How far is the Horizon?

Recently I was on holiday. On the beach looking out to sea, I wondered how far away is the horizon? With Pythagoras theorem it's easy enough to calculate:

diagram to show how to calculate the distance to the horizon
$$ \begin{aligned} d^2 + r ^2 &= (h+r)^2 \\ since \; r &\gg h \\ d &\approx \sqrt{2hr} \end{aligned} $$

The radius of the earth is roughly 6.4x106m, and a person is say 2m high, so the horizon is about 5km away. Quite near really. If you went up on some cliffs which were 50m high you could see for about 25km.

Karl Hahn describes a really nice adaptation of this idea to measure the radius of the earth. You travel to Berkeley California, hike up Claremont Canyon, and note the point at which the top of the Golden Gate Bridge is coincident with the horizon. You need a pocket altimeter with you though, to measure your height.

A more general approach, is to measure the visible height of a tall object, say a building or a ships mast, as it disappears over the horizon. This measurement technique has been applied in the modern era, though does not appear to have been used in antiquity despite the measurement technique being quite feasible.

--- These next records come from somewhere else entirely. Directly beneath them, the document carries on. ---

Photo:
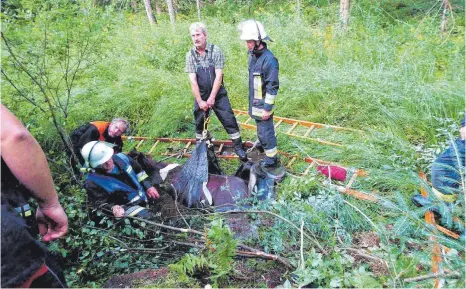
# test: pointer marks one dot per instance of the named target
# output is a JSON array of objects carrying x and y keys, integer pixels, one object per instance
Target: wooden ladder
[{"x": 311, "y": 126}]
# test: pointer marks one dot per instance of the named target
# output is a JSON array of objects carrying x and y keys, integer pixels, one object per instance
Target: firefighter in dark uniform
[
  {"x": 116, "y": 181},
  {"x": 205, "y": 63},
  {"x": 99, "y": 130},
  {"x": 263, "y": 88},
  {"x": 25, "y": 173}
]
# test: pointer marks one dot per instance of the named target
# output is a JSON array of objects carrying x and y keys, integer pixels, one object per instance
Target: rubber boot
[{"x": 238, "y": 145}]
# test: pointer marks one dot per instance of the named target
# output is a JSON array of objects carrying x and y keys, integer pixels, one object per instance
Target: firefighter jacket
[
  {"x": 96, "y": 130},
  {"x": 125, "y": 185},
  {"x": 263, "y": 82}
]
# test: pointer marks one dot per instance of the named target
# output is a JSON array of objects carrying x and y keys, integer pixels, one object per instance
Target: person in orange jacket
[{"x": 110, "y": 132}]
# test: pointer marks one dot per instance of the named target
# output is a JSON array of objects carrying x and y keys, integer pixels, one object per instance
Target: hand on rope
[{"x": 206, "y": 124}]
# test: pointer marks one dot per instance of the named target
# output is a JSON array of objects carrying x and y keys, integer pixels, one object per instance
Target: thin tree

One of the difficulties is that, even on a clear day, the distance you can see is limited by contrast reduction due to airlight. Basically light from the sun is scattered off the air into your line of vision, which reduces the contrast of a distant object. When the contrst falls to about 2%, you can no longer distinguish the object from it's background. On an exceptionally clear day you may be able to see about 50km. It's this effect which makes distant mountains fade into the background, as seen in this photo by Ann Bowker:

mountain-contrast-reduced-with-distance
Over Haystacks to the Solway and Scotland (12th June 2009)